Lower Calf Creek Falls has some interesting photographic elements that stand out compared to other attractions in the Grand Staircase Escalante National Monument. Hiking from the parking lot to the falls is a rather easy and very enjoyable walk that will also be of interest for other non-photography interested family members and friends joining the party. The falls are not a place were you have to be at very specific time of the day such as sunrise or sunset which will again give some additional interest for the non-photographers. At the end of the hike you will be in front of a water pool with a refreshingly cold temperature and a very nice fresh breeze which will cool you off. The pool can be a quite interesting attraction for kids that wish to jump into the water and have some fun while you concentrate in taking your shots.
Getting to Lower Calf Creek Falls:
The Lower Calf Creek Falls are between the towns of Escalante and Boulder. The distance from Escalante are 16 miles along Highway 12 direction east. The entrance to the parking lot is to the left. From Boulder you will drive 12 miles along Highway 12 towards south and turn right into the parking lot. At the end of the parking lot is a campground which should not be entered with the car unless you are staying there overnight. There is a hiking fee of $5 to be payed. At the same place you will also find a nice brochure to take with you during the hike which will highlight certain points of attraction along the way.

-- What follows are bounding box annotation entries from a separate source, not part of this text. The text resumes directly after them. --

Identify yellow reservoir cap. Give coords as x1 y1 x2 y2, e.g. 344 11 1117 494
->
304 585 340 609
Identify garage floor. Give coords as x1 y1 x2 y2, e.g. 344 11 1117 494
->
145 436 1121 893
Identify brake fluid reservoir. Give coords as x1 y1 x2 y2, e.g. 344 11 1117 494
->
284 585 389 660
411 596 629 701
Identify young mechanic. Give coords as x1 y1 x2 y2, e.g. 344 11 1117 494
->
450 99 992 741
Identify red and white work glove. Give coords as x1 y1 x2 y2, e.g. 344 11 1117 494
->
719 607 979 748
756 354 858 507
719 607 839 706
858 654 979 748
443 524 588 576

The hike is a 5.6 miles round trip. The mostly flat and sandy path will lead you along the west side of the Escalante River. The canyon will start to get narrow to the end until you finally will find yourself in a small forest with the falls sliding down the sandstone.
Any lens can be used here. A wide-angle provides the overview of the entire scene. A mid lens allows to compose scenes with surrounding trees and a telephoto lens can give you interesting abstract images by isolating the colors of the stone and the falling water.
You certainly will need a tripod with you as the area is somewhat dark and I believe that you want to have some long exposures to give the falling water a silky pattern. Including trees and branches in such images will be a real challenge as there is a constant breeze that moves the leaves and branches intermittently.
The best time to be there is in the morning or afternoon. During noon the sun lits up the canyon walls and the falls and the colors get less shiny and less saturated.